Human microbiology Flashcards
What is microbiome?
The microbiome is the community of microorganisms (fungi, bacteria, virus, etc.) that exists in a particular environment.
What are general components of a microbiome?
Microbiota are microorganisms belonging to different kingdoms, including bacteria, archaea, protozoa, fungi, algae, and viruses.
Structural elements (“theatre of activity”) are the microbial structures, metabolites, mobile genetic elements, etc.., as well as proteins/peptides, lipids, polysaccharides, nucleic acids (structural DNA/RNA).

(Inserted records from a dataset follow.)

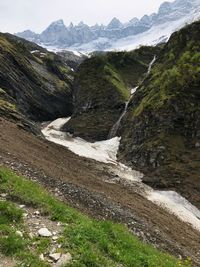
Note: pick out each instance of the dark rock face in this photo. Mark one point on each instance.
(33, 82)
(101, 89)
(162, 126)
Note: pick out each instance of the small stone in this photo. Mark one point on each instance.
(55, 256)
(64, 260)
(19, 233)
(44, 232)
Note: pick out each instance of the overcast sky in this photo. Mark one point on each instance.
(18, 15)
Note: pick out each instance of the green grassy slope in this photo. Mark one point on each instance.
(102, 86)
(160, 132)
(90, 242)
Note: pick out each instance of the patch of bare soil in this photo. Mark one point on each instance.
(81, 182)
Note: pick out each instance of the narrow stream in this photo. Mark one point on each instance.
(106, 152)
(114, 129)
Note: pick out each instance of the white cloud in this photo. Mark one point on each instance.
(18, 15)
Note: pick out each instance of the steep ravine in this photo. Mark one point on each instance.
(160, 131)
(106, 151)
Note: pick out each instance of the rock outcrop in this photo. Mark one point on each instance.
(102, 87)
(34, 83)
(161, 129)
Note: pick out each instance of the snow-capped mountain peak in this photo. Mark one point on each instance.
(150, 29)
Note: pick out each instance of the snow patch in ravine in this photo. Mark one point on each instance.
(103, 151)
(106, 152)
(177, 205)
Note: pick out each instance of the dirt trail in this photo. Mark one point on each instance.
(83, 184)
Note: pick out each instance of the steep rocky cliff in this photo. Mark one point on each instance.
(161, 130)
(101, 89)
(34, 83)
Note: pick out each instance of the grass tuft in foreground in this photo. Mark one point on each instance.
(91, 242)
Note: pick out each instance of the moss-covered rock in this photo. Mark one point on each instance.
(161, 130)
(35, 84)
(101, 88)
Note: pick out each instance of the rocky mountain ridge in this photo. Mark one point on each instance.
(102, 37)
(35, 85)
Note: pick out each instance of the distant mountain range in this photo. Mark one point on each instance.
(151, 29)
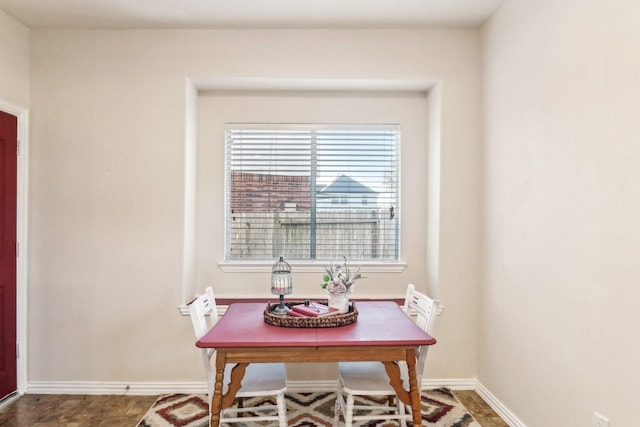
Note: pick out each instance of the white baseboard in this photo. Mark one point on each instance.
(498, 406)
(200, 387)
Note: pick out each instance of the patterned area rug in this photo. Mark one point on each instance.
(439, 408)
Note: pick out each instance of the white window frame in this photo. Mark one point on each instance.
(387, 263)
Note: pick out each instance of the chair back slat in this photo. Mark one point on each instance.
(423, 310)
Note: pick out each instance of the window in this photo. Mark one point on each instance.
(310, 192)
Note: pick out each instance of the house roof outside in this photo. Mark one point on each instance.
(345, 184)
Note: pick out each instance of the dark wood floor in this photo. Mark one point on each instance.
(60, 410)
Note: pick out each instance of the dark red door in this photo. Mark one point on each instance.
(8, 162)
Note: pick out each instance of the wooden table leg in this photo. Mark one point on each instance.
(218, 400)
(414, 389)
(410, 398)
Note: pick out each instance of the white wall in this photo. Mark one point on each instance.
(558, 334)
(14, 60)
(107, 187)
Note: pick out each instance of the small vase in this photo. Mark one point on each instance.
(339, 301)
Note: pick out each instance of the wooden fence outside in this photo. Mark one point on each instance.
(355, 234)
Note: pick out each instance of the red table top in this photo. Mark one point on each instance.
(380, 323)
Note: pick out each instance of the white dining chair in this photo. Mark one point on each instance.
(370, 378)
(260, 380)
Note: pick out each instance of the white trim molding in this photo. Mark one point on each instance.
(21, 235)
(200, 387)
(504, 412)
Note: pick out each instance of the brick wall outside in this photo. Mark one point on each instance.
(252, 192)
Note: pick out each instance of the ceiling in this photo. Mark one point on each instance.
(184, 14)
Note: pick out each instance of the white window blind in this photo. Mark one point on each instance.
(309, 192)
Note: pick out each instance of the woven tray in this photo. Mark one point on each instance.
(287, 321)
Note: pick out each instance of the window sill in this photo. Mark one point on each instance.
(308, 266)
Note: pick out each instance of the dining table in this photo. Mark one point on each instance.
(382, 332)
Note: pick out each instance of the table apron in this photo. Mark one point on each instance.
(314, 354)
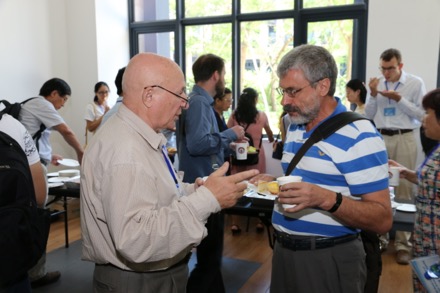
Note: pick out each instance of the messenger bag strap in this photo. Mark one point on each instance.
(323, 131)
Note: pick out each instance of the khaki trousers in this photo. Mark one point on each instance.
(402, 148)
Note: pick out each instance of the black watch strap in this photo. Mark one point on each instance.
(337, 203)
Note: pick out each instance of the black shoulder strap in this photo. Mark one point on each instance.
(323, 131)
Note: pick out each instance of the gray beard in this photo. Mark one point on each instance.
(302, 117)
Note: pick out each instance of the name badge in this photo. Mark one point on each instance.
(389, 111)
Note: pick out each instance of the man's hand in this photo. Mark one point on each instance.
(239, 131)
(227, 189)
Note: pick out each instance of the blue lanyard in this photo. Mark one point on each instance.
(395, 88)
(170, 167)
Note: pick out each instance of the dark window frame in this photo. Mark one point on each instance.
(301, 16)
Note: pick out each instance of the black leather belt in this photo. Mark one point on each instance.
(391, 132)
(311, 242)
(183, 261)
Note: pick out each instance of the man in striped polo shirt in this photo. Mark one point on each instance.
(344, 184)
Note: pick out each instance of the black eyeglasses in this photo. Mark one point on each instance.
(291, 92)
(176, 95)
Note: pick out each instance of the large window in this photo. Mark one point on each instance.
(252, 36)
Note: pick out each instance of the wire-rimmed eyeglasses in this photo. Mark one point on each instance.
(176, 95)
(291, 92)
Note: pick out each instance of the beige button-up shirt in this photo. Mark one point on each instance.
(132, 213)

Environmental conditions of the habitat (biome = a reasonably well defined habitat which has distinct bio-physio-chemical properties), including the environmental conditions, nucleic acids (mobile genetic elements, virus/phages relic DNA, microbial metabolites (signalling molecules, toxins, (an)organic molecules.

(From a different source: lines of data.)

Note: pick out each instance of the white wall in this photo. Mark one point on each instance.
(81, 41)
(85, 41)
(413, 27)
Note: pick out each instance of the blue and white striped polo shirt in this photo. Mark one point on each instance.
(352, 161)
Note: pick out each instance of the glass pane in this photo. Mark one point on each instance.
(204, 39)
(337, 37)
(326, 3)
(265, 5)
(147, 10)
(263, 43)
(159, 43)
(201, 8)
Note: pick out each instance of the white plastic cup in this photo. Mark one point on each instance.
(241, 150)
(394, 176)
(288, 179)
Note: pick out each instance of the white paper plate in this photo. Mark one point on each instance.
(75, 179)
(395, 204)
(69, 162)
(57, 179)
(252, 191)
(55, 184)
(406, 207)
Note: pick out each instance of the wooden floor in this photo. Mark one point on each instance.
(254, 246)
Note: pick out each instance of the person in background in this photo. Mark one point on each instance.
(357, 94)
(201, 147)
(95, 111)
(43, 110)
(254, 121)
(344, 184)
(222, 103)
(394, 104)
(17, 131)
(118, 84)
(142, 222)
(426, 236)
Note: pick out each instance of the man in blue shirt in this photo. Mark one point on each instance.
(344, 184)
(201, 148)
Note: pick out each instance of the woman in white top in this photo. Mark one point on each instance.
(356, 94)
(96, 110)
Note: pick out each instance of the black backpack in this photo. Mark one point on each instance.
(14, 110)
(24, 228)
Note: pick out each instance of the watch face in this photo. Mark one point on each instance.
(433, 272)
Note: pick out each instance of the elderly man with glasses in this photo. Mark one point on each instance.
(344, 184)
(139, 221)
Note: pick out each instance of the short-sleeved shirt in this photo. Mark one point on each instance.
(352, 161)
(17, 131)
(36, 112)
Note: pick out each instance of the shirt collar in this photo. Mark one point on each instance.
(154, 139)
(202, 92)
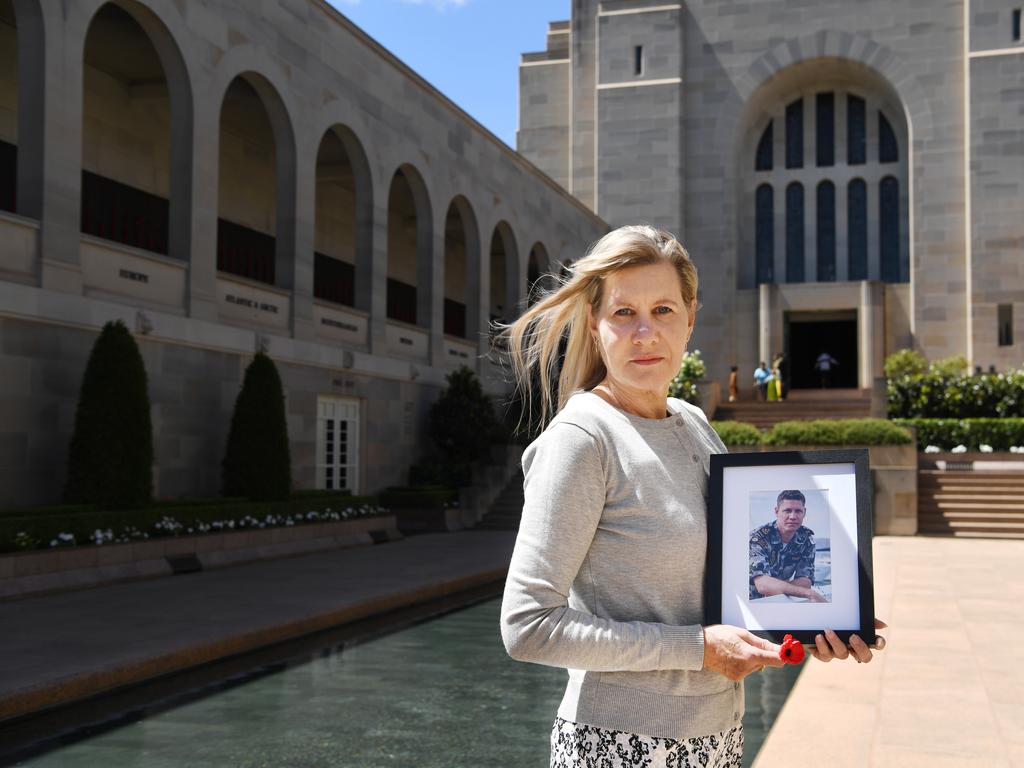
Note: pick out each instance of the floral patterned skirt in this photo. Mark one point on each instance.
(578, 745)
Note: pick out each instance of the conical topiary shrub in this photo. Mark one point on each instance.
(257, 463)
(110, 462)
(462, 420)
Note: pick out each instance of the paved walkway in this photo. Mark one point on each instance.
(948, 690)
(64, 647)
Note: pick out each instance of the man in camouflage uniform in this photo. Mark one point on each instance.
(782, 552)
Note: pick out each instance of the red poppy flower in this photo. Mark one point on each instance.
(792, 650)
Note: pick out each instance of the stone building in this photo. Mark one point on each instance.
(229, 176)
(848, 176)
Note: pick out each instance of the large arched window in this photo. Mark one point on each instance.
(504, 271)
(826, 231)
(828, 126)
(247, 224)
(537, 275)
(856, 222)
(889, 228)
(461, 268)
(408, 248)
(8, 108)
(342, 194)
(795, 232)
(126, 134)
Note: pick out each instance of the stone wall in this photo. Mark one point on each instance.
(310, 71)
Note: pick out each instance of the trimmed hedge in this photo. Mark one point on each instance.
(39, 527)
(820, 432)
(940, 395)
(737, 432)
(1000, 434)
(838, 432)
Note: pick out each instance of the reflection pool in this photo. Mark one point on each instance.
(438, 694)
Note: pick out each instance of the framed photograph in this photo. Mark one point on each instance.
(790, 544)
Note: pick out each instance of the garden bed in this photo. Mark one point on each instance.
(60, 568)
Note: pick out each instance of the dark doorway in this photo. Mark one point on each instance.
(808, 337)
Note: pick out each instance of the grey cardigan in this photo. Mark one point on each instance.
(607, 574)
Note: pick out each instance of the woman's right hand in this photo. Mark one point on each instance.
(735, 652)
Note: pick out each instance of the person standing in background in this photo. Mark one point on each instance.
(762, 377)
(823, 366)
(776, 373)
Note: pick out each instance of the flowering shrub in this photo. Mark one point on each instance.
(41, 530)
(684, 386)
(975, 434)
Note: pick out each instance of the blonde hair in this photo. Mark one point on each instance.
(532, 342)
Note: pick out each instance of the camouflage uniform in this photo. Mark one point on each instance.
(771, 556)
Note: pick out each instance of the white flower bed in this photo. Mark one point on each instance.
(169, 525)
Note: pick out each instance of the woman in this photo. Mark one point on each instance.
(607, 572)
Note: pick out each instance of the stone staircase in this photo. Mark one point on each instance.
(507, 508)
(978, 504)
(802, 404)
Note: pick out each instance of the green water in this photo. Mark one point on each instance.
(439, 694)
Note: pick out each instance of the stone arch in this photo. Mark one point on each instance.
(462, 269)
(150, 199)
(803, 81)
(410, 248)
(538, 272)
(343, 260)
(504, 293)
(848, 47)
(262, 75)
(9, 53)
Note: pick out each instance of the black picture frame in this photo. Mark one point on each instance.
(730, 475)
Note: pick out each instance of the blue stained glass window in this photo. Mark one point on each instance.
(856, 228)
(795, 232)
(888, 150)
(824, 140)
(795, 134)
(889, 228)
(764, 227)
(763, 162)
(856, 137)
(826, 231)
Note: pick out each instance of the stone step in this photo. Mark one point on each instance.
(969, 515)
(971, 476)
(953, 499)
(975, 534)
(1009, 527)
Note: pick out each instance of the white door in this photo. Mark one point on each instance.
(338, 443)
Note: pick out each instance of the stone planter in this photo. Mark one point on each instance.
(38, 571)
(894, 478)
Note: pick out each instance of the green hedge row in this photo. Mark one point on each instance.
(34, 530)
(819, 432)
(939, 394)
(999, 434)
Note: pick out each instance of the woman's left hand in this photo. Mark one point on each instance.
(827, 646)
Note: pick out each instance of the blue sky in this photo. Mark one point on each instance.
(468, 49)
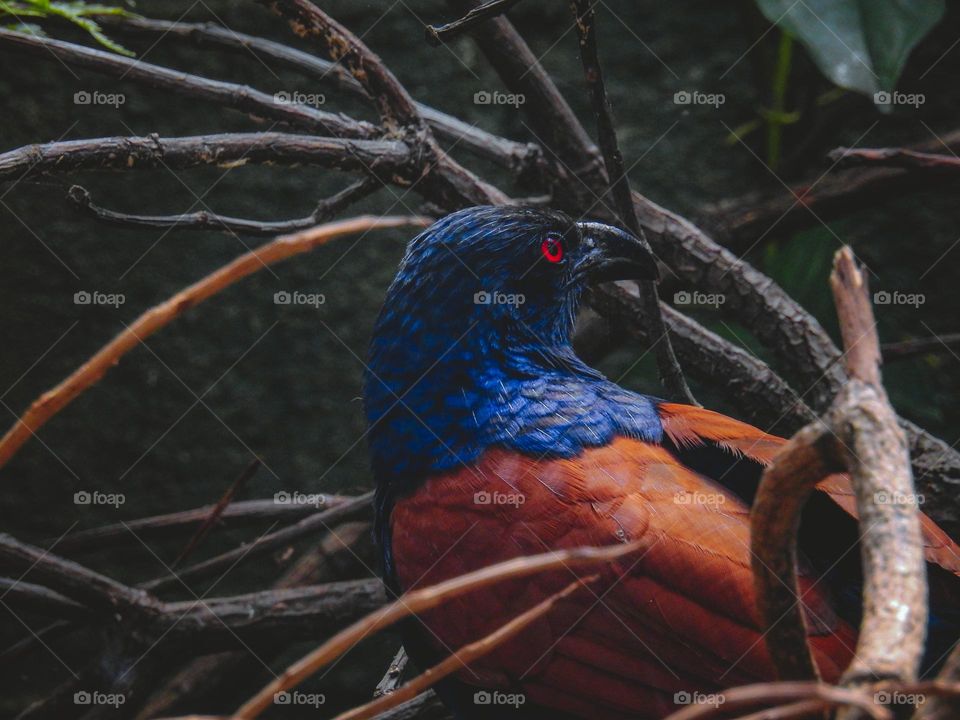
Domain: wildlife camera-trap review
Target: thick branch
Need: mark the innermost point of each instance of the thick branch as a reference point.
(387, 159)
(238, 97)
(859, 434)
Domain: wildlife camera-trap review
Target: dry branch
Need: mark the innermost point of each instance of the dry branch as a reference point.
(205, 220)
(859, 434)
(55, 399)
(895, 157)
(671, 374)
(386, 159)
(419, 601)
(238, 97)
(523, 159)
(440, 34)
(160, 526)
(358, 506)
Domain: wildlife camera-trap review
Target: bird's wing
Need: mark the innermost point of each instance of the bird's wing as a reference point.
(677, 617)
(689, 426)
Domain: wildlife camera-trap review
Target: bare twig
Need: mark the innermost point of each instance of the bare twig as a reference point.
(204, 220)
(55, 399)
(361, 505)
(418, 601)
(461, 658)
(523, 159)
(671, 375)
(158, 526)
(439, 34)
(394, 676)
(948, 342)
(217, 511)
(385, 158)
(238, 97)
(859, 434)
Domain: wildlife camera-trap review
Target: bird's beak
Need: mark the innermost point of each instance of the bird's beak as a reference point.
(608, 253)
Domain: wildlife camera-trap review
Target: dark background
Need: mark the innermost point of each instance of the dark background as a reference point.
(283, 382)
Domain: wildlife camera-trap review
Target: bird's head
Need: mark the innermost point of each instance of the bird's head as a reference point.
(483, 298)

The microbiome forms a dynamic and interactive micro-ecosystem prone to change in time and scale, and it is integrated in macro-ecosystems including eukaryotic hosts, and crucial for their functioning and health.
What are the differences between gut and skin microbiome?

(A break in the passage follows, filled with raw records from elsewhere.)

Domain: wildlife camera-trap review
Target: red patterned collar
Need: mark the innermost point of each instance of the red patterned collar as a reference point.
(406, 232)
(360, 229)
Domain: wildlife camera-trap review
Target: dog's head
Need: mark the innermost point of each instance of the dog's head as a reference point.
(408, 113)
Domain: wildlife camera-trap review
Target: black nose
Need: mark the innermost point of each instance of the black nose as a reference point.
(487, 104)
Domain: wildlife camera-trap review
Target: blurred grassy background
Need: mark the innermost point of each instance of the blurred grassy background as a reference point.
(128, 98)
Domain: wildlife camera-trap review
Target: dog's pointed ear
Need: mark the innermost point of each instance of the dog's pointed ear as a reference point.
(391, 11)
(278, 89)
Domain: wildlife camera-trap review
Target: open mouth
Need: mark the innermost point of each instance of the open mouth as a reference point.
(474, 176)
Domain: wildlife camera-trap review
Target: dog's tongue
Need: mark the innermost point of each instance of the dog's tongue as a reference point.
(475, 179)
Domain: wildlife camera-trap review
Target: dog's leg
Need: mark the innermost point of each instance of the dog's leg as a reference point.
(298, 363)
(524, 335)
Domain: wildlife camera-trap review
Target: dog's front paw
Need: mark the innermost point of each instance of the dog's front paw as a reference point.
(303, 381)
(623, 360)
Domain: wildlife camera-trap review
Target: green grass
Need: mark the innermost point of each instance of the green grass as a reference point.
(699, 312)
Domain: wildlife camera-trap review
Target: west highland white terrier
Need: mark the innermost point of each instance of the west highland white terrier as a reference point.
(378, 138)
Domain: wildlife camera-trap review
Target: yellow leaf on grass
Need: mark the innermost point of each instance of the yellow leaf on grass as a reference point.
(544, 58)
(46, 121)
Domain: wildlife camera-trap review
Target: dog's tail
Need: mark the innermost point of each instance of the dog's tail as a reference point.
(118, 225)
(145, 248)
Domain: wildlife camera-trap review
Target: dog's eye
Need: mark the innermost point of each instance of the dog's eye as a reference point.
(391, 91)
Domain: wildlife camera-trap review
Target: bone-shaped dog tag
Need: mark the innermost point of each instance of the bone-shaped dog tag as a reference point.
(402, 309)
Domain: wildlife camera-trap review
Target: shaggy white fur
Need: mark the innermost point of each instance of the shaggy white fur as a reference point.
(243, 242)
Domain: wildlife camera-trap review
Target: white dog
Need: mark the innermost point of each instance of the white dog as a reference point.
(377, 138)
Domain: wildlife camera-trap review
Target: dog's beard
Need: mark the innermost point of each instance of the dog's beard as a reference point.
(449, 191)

1: environmental conditions:
* The gut provides a moist, nutrient-rich environment with a relatively stable temperature, which is mostly anaerobic (low O2). The pH varies along different parts of the GI tract, influencing microbial composition.
* The skin is exposed to the external environment, making it a more variable and often harsher habitat. It is generally cooler and drier than the gut and is exposed to O2. the skin’s pH is typically acidic, which helps in inhibiting the growth of pathogenic bacteria.
2: microbial composition
* Gut: dominated by bacteria (particularly from the phyla Firmicutes and Bacteroidetes + the Actinobacteria and Proteobacteria). It also contains archaea, fungi, viruses, and protozoa.
* Skin: is more diverse in terms of species composition (higher heterogeneity). It is primarily colonized by bacteria from the phyla Actinobacteria, Firmicutes (Staphylococcus), Bacteroidetes, and Proteobacteria. Fungi (Malassezia) and viruses also form significant parts of the skin microbiome.
3: functions
* Gut: plays a crucial role in digestion and metabolism, aiding in the breakdown of complex carbohydrates, synthesis of vitamins (vitamin K, and some B vitamins), and absorption of minerals. It has a high significant impact on the immune system helping in development of immune tolerance and protection against pathogens. And, influences systemic health impacting conditions; like obesity, diabetes, and inflammatory bowel disease.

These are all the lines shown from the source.